The US economy is showing signs of recovery from the pandemic-induced recession, as some key economic indicators point to growth and resilience. However, the data also reveal some challenges and risks that could hamper the recovery in the coming months.
According to the latest report from the Bureau of Economic Analysis, the US gross domestic product (GDP) grew at an annualized rate of 2.1% in the second quarter of 2023, slightly lower than the previous estimate of 2.2%1. The growth was driven by strong consumer spending, which increased by 0.8% in June2, as well as by government spending and net exports. However, business investment and residential construction declined, reflecting supply chain disruptions and labor shortages.

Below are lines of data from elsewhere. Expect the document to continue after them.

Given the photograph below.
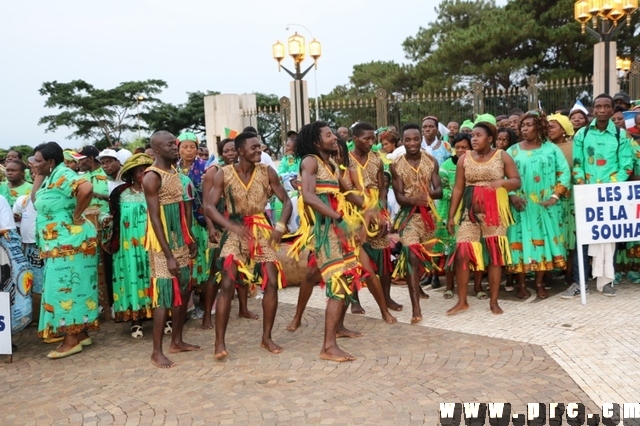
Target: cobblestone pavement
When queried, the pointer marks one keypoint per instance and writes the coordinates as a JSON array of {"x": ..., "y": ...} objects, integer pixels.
[
  {"x": 401, "y": 374},
  {"x": 596, "y": 343}
]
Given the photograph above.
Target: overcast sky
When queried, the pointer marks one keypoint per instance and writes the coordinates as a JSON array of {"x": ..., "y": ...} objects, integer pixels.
[{"x": 192, "y": 45}]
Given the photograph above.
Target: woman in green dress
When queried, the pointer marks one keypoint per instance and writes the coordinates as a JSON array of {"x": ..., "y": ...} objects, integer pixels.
[
  {"x": 131, "y": 294},
  {"x": 536, "y": 240},
  {"x": 194, "y": 167},
  {"x": 461, "y": 144},
  {"x": 18, "y": 186},
  {"x": 67, "y": 242}
]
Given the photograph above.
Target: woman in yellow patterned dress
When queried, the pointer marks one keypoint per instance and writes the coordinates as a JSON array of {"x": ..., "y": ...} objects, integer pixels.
[
  {"x": 327, "y": 228},
  {"x": 484, "y": 177},
  {"x": 68, "y": 243}
]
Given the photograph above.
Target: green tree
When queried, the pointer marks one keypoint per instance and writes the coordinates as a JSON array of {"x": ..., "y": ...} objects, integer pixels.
[
  {"x": 25, "y": 150},
  {"x": 366, "y": 78},
  {"x": 269, "y": 121},
  {"x": 473, "y": 41},
  {"x": 102, "y": 116},
  {"x": 177, "y": 118}
]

The labor market also showed improvement, as the unemployment rate remained unchanged at 3.8% in September3, the lowest level since March 2020. The economy added 336,000 nonfarm payroll jobs in September3, beating market expectations and indicating a rebound from the Delta variant surge. However, the labor force participation rate stayed at 62.8%3, well below the pre-pandemic level of 63.4%, suggesting that many workers are still out of the labor force due to health concerns, childcare issues, or early retirement.
The inflation rate also eased slightly, as the consumer price index (CPI) rose by 0.4% in September, down from 0.6% in August4. The annual inflation rate was 3.7% in September, unchanged from August and below the peak of 4.1% in June4. The moderation in inflation was mainly due to lower energy prices and a slowdown in the prices of used cars and trucks. However, inflation pressures remain elevated, as supply bottlenecks and strong demand continue to push up the prices of many goods and services.

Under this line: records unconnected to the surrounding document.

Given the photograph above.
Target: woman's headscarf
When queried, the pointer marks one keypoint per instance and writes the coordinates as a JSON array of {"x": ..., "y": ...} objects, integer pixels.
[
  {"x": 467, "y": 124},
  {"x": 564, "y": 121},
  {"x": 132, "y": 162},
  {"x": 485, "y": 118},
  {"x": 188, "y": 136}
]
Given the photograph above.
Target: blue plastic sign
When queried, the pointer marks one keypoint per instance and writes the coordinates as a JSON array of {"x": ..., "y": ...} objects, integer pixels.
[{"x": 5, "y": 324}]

The Conference Board Leading Economic Index (LEI), a composite of ten indicators that measure future economic activity, increased by 0.5% in September to 118.55, following a 0.9% increase in August and a 0.5% increase in July. The LEI suggests that the US economy will continue to grow at a moderate pace in the near term, supported by improving consumer confidence, rising stock prices, and favorable credit conditions. However, the LEI also warns of some downside risks, such as rising COVID-19 cases, slowing global growth, and policy uncertainty.

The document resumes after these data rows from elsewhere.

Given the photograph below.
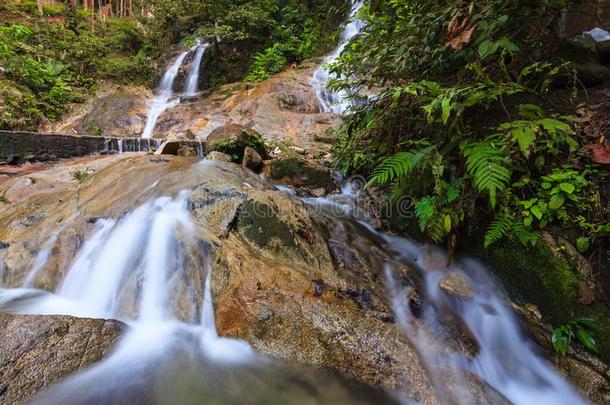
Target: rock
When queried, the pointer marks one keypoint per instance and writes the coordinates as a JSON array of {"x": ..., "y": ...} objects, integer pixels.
[
  {"x": 214, "y": 207},
  {"x": 168, "y": 147},
  {"x": 233, "y": 139},
  {"x": 296, "y": 149},
  {"x": 457, "y": 285},
  {"x": 219, "y": 156},
  {"x": 588, "y": 374},
  {"x": 252, "y": 160},
  {"x": 187, "y": 151},
  {"x": 37, "y": 351},
  {"x": 294, "y": 170}
]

Overall, the US economy is recovering from the pandemic shock, but faces some headwinds that could affect its growth trajectory. The Federal Reserve is expected to start tapering its bond-buying program soon, as it sees progress on its inflation and employment goals. The fiscal policy outlook is also uncertain, as Congress debates over the infrastructure and social spending bills that could have significant implications for the economy. The US economic indicators will be closely watched by investors and policymakers for any signs of strength or weakness in the coming months.